NGTF investment spurs pursuit of technology gains
Projects have commenced in the Advanced Piezoelectric Materials and Applications (APMA) Program under a five-year collaboration between DMTC Limited and its partners, including Defence scientists, to accelerate the development of next-generation piezoelectric materials for defence applications.
The characteristics of this emerging class of third-generation piezoelectrics in terms of reduced weight and power requirements, and enhanced electro-mechanical interactions, offers the promise of order-of-magnitude capability gains in areas such as undersea surveillance and sonar systems.
Support from Defence’s Next Generation Technologies Fund (NGTF) and StaR Shot missions, managed by Defence Science and Technology Group, is geared towards technology advancement in support of realising the integrated undersea surveillance system capability envisioned in the Defence Strategic Update 2020.
The APMA Program delivered by DMTC represents a coordinated, collaborative, long-term vision to establish a strategic national capability in advanced piezoelectric materials and their application.
The Program extends along the entire pipeline from education and training, to research and development, to providing Australian industry with a world-leading capability to design and fabricate piezoelectrics for sonars. The Program is making strategic investments in industrial and research infrastructure.
Single crystal forms of piezoelectrics produce enhanced performance due to their microstructure.
The first phase of the APMA Program is focused on fully characterising and understanding the properties that will enable piezoelectric technology to be utilised to efficiently produce single crystals of a size required for advanced transducer devices.
This will remove the current reliance on imported single crystal and ensure security of supply for both sovereign Australian and export opportunities.
ANSTO has been a lead researcher in the field of piezoelectrics working with Thales Australia. Universities around Australia have also been brought on board, including UNSW Sydney, the University of Sydney, the University of Wollongong, Monash University, RMIT and the Australian National University.
Australian startup business Critus Pty Ltd will work with DMTC to develop piezoelectric characterisation instruments that will provide unique and rapid insights into the structural properties and performance of piezoelectric material samples.
In line with DMTC’s track record of achieving innovation breakthroughs across traditional Defence domains, the developments in this area are also expected to translate to enhancements in sensors for aerospace platforms.
A DSTG spokesperson said:
“The aims of this five-year program are twofold – first, to stimulate a robust national research program, and secondly to translate that research into a sovereign industrial capability in the manufacture and application of single crystal piezoelectric materials.

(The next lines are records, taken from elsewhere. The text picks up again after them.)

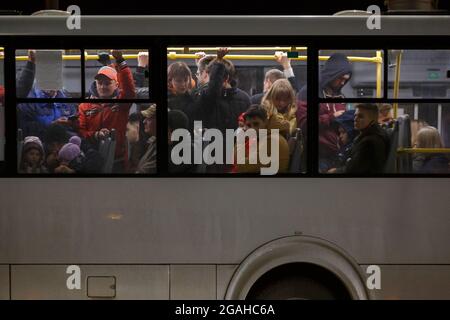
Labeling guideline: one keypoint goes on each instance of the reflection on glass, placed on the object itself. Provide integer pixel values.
(421, 74)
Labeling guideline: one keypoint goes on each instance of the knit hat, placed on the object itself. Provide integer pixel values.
(32, 142)
(70, 150)
(149, 112)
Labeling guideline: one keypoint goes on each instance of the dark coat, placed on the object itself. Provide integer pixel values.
(369, 152)
(216, 106)
(335, 67)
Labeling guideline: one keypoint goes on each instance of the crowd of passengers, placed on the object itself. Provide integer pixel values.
(64, 137)
(350, 141)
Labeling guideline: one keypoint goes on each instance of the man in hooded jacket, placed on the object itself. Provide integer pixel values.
(336, 72)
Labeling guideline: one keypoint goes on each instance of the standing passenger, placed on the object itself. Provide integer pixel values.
(336, 72)
(98, 119)
(280, 105)
(429, 137)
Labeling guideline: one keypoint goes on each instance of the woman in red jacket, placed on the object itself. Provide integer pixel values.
(96, 120)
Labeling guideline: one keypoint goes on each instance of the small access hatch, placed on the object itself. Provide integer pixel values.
(101, 287)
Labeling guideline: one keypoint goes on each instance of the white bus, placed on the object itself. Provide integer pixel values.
(304, 234)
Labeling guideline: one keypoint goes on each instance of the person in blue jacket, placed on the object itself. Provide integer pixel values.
(34, 118)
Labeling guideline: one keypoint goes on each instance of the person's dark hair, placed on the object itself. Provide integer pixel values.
(134, 117)
(204, 62)
(56, 133)
(273, 75)
(372, 108)
(230, 71)
(177, 119)
(178, 70)
(255, 111)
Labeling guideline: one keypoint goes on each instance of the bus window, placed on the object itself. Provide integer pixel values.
(221, 98)
(97, 60)
(86, 138)
(351, 73)
(90, 136)
(48, 74)
(422, 74)
(377, 138)
(2, 107)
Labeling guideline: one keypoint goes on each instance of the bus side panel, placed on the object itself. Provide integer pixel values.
(126, 282)
(212, 221)
(413, 282)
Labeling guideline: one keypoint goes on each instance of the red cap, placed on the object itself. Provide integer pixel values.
(109, 72)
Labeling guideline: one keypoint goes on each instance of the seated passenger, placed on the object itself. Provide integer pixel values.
(346, 133)
(256, 118)
(429, 137)
(280, 105)
(70, 157)
(96, 120)
(147, 163)
(55, 137)
(273, 75)
(202, 74)
(32, 156)
(370, 148)
(179, 79)
(385, 118)
(35, 117)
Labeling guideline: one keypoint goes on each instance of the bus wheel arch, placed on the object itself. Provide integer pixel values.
(297, 252)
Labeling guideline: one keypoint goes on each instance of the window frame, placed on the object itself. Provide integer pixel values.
(157, 46)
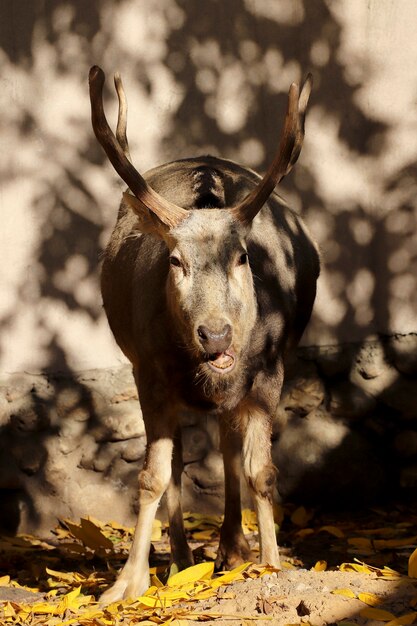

In the space of five years, we expect measurable outcomes for industry and for academia, and we certainly expect to see the manufacture of single crystal piezoelectrics at scale and under industrial conditions. Together, the NGTF and the StaR Shot missions are about ensuring the national S&T enterprise is strengthened and leveraged to achieve scale and focus resources on Defence’s highest S&T priorities, supporting the transition of good technological ideas into capability.”
DMTC CEO, Dr Mark Hodge said:
“The APMA Program creates an overarching framework through which DMTC will bring together research and funding mechanisms under one umbrella. It extends a range of transformative projects that DST Group, DMTC and its partners, including Thales Australia and ANSTO, have been working on for many years. This is another example of DMTC working collaboratively with DSTG to develop sovereign industrial capability that align with Defence priorities.”